According to Mr. Down, merit pay is “a loaded term colored by the failures of the past.” Principals, he said, “were allowed to discriminate against teachers rather than reward the truly deserving.”
“But today we have too many teachers who are not encouraged, who have no incentives to excel,” he continued. Merit pay, if distributed in an equitable manner, would “introduce some sort of antidote for the current litany of disincentives.”
According to Ms. Gerstein, many of the “widely-publicized failures” of the public schools have wrongly been laid at the feet of the teaching force.
Shortly after the “Sputnik crisis” of the late 1950’s, she said, “for the first time we saw a truly national curriculum-reform movement.”
Traditional curriculum materials and teaching methods were abandoned and then replaced, largely without consultations with teachers, Ms. Gerstein said.

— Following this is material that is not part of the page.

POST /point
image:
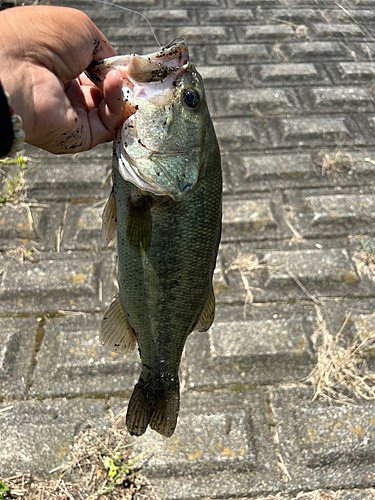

“But at the same time, another important factor did not change--testing methods,” she continued. “The tests still emphasized skills that were no longer being taught in the schools.”
Special Populations
Shortly thereafter, schools were required to begin teaching “economically and politically motivated” courses, such as sex education and consumer education, and also to pay special attention to special populations such as the disadvantaged, she said.
“I repeat, teachers had little or no word in what was being taught or how it was to be taught,” Ms. Gerstein said.
The NEA has advocated single-salary schedules for teachers because, ''until they were put into place, teachers were paid more simply because they were male, married, or members of the ‘right’ race,” she said. “We would certainly advocate across-the-board pay increases for all teachers to at least bring them up to the same level as those professionals with an equivalent amount of education.”